The 16 bus links Aylesbury, Steeple Claydon, and Bicester and
the 18 links Bicester, Steeple Claydon and Buckingham (Tesco stop C,
and the town centre). No Sunday or Public Holiday services, and
services to Steeple Claydon in the morning and from
there in the evening are limited.
The 60 bus route links Aylesbury and Buckingham (Tesco and the town
centre), about hourly (on Sundays there are only three buses in each direction throughout the day). Beware:
most 60 buses to Aylesbury use stop C, not on the
main road, at Buckingham Tesco, but some, particularly on Sundays, use
stop A on the main road. Check the timetable!

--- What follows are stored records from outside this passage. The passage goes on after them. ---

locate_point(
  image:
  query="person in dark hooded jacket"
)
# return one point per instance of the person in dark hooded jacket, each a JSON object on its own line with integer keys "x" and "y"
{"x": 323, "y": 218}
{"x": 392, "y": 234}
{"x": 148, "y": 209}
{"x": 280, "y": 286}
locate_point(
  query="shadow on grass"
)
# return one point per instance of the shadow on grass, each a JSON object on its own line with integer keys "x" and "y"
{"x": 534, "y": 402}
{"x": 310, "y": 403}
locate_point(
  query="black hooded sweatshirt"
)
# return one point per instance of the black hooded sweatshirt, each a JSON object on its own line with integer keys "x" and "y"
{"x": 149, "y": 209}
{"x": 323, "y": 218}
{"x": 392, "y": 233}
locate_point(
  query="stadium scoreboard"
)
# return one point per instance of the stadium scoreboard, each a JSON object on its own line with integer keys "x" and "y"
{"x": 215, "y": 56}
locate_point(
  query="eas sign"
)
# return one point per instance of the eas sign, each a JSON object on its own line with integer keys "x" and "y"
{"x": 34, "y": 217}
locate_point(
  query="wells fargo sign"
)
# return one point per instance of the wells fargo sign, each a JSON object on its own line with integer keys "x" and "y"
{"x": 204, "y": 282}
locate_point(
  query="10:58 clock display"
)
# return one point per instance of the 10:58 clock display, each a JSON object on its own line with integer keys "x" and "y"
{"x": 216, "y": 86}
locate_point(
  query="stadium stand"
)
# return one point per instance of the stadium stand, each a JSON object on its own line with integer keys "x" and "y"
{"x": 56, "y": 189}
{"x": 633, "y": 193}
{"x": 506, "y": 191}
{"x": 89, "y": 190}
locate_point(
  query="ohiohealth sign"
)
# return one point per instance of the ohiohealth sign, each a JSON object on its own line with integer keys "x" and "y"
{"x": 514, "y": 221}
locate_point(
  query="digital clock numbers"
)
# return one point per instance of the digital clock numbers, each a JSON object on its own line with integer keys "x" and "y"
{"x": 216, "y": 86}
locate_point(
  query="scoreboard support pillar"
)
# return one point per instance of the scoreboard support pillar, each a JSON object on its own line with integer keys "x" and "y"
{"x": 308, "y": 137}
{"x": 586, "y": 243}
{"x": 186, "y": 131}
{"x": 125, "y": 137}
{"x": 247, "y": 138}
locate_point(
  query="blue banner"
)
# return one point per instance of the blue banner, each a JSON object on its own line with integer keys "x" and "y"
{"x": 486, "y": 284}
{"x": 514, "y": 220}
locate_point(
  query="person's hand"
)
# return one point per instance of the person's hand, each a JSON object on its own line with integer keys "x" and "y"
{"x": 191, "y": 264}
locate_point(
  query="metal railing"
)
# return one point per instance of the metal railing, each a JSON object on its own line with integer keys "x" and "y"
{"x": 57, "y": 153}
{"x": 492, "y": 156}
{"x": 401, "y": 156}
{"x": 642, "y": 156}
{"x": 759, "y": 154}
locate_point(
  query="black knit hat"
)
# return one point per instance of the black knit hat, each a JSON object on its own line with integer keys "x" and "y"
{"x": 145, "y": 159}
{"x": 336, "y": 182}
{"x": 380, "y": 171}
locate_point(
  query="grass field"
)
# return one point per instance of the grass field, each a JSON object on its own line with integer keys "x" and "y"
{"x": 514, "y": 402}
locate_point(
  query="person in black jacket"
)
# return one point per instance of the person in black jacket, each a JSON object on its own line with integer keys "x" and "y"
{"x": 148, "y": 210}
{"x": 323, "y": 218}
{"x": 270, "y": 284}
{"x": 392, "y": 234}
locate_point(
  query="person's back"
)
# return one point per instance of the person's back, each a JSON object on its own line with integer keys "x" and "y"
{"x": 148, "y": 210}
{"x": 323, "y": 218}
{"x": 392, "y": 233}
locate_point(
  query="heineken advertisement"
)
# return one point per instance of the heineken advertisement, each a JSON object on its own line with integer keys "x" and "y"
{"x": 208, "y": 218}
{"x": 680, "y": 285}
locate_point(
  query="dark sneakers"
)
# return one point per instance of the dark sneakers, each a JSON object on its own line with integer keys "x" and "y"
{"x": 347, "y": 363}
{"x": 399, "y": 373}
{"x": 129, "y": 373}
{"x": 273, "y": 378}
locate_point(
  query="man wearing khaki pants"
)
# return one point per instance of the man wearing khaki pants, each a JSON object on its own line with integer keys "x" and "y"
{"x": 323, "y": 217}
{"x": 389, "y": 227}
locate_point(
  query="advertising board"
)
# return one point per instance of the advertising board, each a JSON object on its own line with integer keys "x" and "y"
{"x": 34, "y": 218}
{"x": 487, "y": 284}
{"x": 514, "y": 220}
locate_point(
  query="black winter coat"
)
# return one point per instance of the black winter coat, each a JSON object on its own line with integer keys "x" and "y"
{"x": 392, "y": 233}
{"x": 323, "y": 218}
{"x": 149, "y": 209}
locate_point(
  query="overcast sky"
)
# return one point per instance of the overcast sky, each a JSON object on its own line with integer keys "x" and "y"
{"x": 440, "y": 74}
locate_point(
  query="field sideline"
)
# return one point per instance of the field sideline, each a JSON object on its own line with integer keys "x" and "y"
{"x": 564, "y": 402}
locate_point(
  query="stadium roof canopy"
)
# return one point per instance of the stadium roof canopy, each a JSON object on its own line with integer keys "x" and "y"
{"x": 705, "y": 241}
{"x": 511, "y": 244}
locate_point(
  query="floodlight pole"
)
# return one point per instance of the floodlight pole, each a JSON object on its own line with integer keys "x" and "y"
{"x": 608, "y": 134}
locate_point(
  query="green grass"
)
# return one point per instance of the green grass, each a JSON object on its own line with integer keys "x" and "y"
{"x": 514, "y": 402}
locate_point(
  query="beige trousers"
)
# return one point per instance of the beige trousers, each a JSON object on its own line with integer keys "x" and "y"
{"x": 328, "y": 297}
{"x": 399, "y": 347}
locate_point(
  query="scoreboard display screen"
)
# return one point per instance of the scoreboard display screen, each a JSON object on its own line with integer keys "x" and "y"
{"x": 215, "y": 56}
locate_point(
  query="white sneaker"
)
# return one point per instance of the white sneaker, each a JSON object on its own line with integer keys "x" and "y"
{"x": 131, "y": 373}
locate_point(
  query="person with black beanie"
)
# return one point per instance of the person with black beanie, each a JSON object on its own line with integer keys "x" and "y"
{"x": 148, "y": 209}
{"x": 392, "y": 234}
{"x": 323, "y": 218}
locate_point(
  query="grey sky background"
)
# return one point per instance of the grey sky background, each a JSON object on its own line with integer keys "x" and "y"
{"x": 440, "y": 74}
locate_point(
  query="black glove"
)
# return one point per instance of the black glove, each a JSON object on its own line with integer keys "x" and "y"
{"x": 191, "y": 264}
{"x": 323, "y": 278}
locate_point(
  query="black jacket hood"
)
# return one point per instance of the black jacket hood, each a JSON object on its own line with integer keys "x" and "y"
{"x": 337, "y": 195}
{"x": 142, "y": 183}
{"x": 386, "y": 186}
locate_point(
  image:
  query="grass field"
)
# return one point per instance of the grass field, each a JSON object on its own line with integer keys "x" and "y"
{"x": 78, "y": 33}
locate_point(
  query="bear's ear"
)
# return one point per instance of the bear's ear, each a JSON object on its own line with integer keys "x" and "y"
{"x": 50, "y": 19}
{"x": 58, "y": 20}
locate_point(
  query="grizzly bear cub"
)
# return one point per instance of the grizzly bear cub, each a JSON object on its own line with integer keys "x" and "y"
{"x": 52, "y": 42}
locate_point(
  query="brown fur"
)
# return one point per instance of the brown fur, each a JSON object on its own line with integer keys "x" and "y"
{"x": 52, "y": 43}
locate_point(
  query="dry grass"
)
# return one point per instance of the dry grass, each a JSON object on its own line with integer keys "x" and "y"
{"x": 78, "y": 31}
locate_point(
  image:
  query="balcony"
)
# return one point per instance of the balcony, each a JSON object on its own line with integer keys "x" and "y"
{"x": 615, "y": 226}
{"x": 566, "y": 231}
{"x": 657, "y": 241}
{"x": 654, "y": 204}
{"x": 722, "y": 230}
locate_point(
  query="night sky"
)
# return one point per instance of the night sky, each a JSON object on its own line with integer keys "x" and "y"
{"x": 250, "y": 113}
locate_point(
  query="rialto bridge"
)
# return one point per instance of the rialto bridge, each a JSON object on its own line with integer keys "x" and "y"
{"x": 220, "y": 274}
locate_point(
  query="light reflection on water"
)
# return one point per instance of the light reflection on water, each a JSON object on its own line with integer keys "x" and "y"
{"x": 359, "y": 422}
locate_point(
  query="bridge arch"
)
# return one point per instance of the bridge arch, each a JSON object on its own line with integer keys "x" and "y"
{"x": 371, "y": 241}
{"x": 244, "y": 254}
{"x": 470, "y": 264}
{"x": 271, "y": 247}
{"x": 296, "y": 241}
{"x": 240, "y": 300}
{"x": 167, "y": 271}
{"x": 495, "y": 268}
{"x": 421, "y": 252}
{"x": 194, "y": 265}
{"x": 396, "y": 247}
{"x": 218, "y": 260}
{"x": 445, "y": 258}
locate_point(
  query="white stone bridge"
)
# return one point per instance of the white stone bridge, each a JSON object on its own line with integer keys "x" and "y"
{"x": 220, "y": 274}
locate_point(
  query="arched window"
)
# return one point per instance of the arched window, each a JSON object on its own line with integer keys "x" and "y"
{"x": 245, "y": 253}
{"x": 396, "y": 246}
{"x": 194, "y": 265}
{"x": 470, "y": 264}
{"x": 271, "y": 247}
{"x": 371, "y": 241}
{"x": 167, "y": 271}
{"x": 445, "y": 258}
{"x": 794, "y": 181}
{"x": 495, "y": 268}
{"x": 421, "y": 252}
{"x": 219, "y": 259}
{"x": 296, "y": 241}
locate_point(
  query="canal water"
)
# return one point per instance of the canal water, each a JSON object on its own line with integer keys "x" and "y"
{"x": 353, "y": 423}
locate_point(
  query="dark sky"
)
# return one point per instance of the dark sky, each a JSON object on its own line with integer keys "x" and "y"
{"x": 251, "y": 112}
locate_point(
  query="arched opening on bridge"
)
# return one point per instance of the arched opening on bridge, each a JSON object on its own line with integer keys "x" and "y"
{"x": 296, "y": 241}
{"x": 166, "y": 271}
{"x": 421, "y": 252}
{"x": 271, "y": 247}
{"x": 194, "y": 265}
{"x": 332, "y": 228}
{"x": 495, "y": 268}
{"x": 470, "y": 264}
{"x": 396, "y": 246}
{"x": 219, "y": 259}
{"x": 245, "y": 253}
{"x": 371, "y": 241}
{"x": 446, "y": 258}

The X5 (half-hourly) links Milton Keynes, Buckingham (Tesco stop B)
Bicester and Oxford.
There are occasional buses from Gawcott to Buckingham (none on
Sundays).
Detailed travel information for the whole of this area is available
from the Traveline South East website www.travelinesoutheast.org.uk
or telephone 0871 200 22 33.
While our walks are intended to be linear routes using public
transport, we recognise that public transport to this part of
Buckinghamshire is limited, and the bus service to Steeple Claydon
infrequent, so we give various options:
1. At the end there are directions for making this a circular walk,
starting and finishing at Buckingham Tesco where there is a more bus
frequent service, and customer parking.
2. There are no obvious parking places in Steeple Claydon, apart
from a small car park attached to the recreation ground in North End
Road (likely to be full on Saturday afternoons), for a car-based
circular walk starting from there, but with care you should be able to
find somewhere to park without causing an obstruction, perhaps in one
of the side streets off West Street near the Fountain. There is no
general right to park on road verges, and it can cause offence near
houses, so please be sure to park considerately.
3. There is parking at Hillesden, where they expect visitors to the
church, but it is perhaps not ideal to start the walk at what is
probably its high point (in both senses).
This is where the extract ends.